I grabbed my air compressor and shop-vac, and brought them into the kitchen. I cleaned out the burner assembly ports and orifices with the compressed air.
I then cleaned the chamber for the burner (under the water tank) with compressed air and the shop vac. I just stuck the shop vac in the small opening and blew air all over the place with the compressed air. It cleaned it really well.
Now at the bottom of the camber is a screen, and I paid special attention to blowing it out, because this is where the air for combustion actually enters the heater. The chamber and screen were especially dirty. I took the shop-vac and cleaned the big drip pan under the heater of dust and debris, and then found any hole I could on the bottom of the heater chamber and cleaned that out.

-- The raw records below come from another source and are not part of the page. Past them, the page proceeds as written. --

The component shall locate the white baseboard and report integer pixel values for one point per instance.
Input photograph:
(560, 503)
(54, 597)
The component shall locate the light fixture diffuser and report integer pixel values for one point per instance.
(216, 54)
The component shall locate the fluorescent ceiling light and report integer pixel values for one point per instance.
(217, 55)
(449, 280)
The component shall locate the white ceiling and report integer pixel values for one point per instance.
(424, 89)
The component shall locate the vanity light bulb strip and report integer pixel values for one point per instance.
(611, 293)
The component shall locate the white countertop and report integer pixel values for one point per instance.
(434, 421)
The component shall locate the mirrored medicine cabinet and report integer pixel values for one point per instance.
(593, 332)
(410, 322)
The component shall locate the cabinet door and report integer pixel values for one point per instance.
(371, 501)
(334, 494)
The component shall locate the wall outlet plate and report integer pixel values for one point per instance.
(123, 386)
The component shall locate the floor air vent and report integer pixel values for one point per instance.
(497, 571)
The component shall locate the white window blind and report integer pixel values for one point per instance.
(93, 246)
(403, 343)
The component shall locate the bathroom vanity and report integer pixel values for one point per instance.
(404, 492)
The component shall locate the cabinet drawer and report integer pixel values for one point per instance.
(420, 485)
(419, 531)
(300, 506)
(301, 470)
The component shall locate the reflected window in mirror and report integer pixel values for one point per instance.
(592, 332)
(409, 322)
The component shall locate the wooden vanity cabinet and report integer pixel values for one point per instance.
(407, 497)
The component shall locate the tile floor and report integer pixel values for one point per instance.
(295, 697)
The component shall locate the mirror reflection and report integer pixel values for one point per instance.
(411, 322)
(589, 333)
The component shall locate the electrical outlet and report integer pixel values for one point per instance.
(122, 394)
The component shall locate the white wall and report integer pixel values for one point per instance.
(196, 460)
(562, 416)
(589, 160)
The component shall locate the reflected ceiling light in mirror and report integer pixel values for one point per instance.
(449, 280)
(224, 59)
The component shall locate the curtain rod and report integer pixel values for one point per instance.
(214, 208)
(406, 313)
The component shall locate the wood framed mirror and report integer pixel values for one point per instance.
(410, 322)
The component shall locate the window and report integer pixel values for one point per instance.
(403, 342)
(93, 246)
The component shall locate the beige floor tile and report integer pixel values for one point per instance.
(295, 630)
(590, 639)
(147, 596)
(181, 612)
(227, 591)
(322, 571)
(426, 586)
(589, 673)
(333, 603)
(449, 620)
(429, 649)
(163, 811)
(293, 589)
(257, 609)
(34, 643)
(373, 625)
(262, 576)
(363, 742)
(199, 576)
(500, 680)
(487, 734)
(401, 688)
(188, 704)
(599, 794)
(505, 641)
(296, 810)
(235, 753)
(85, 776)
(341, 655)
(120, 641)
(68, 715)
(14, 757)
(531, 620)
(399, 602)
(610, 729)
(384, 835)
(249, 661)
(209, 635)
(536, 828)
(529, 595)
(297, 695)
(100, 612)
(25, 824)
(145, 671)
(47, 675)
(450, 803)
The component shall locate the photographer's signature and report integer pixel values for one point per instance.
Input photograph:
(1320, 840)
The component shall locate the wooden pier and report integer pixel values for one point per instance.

Why did I do these things? I have had the flame sensor go out before, so I was familiar with the burner assembly. Also I have had issues with the flame before as well, so I had completely removed the flue baffle cleaned it and slowly figured out that it was the air inlet at the bottom of the chamber at that time also.
So, to hold true to the title, let me explain quickly how to start the burner and pilot. You need to have gas to the valve on front of the heater. The heater valve has two knobs on it usually, one for lighting, and one for temperature control.
Take the temperature knob to pilot, and have the lighting knob in off.
Then take the knob to pilot, and press down (at least on my unit), this purges the line. With it pressed down, at the same time you will press the ignition button which should light the pilot. Hold down knob still to ensure you have air out of line.
Next, release the knob and let it spring back up on you and turn it to heat, main burner, or control (whatever your model uses).
Now, dial your temperature control up until it switches the main burner on. Now look in the window to verify that the flame is a basic blue bowl shape coming out of the burner.